Öyle ya; 28 Şubat’ta hiçbir zarar görmediler... Hatta, bazı yöneticileri, Çevik Bir’in huzuruna çıkıp;
“Akit ile Zaman’ı birbirine karıştırmayın... Biz onlardan değiliz” bile dediler!..
60 DÂVÂ BİRDEN!
Aradan yıllar geçti...
Geldik bugünlere...
Açık ve net söyleyelim;
“28 Şubat’tan beter” demeye hakkı olan “en son gazete” herhalde Zaman olmalıdır... Ama; “Kirli 17 Aralık Operasyonu” ile başlayan “Dost Modern Darbe” sürecinin “28 Şubat’tan beter” olduğunu söylemeye hakkı olan tek gazete Akit’tir!..
Zira, Akit; İsrail kaynaklı “28 Şubat Süreci”nde görmediği kadar bir “davâ bombardımanı” ile karşı karşıyadır...

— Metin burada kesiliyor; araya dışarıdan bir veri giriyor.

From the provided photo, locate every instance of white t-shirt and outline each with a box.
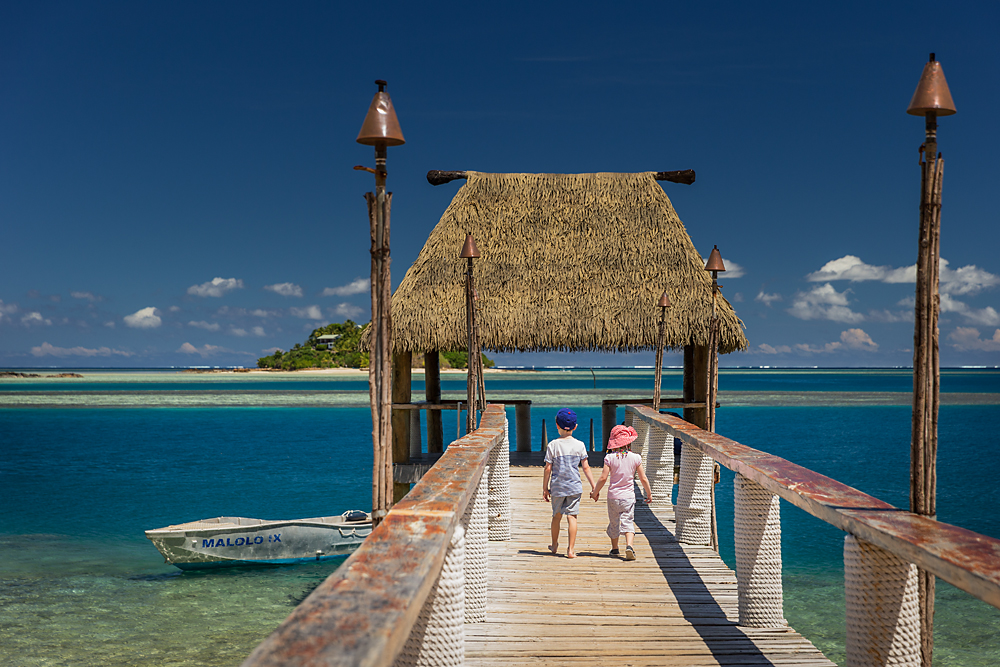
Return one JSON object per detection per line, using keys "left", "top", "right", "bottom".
{"left": 545, "top": 436, "right": 587, "bottom": 497}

Bugünkü sürmanşetimizde okuyacağınız gibi; Fethullah Gülen’in avukatları tarafından “Akit yazarları ve muhabirleri” hakkında “tam 60 dâvâ” açılmış, iyi mi?..
30’u “ceza” dâvâsı,
30’u “tazminat” dâvâsı!..
Rekor, Hasan Karakaya olarak bende... Benim hakkımda, “tam 32 dâvâ” açılmış... Yazarımız Mehtap Yılmaz’a 10, muhabirlerimiz Mehmet Özmen, Hüseyin Kulaoğlu ve Naim Taşbaşı’na da çeşitli dâvâlar açılmış...
Kendi adıma söyleyeyim;
“Karanlık 28 Şubat Süreci”nde; “bir günde, üst üste 5 dâvâ”ya girmişliğim olmuştu...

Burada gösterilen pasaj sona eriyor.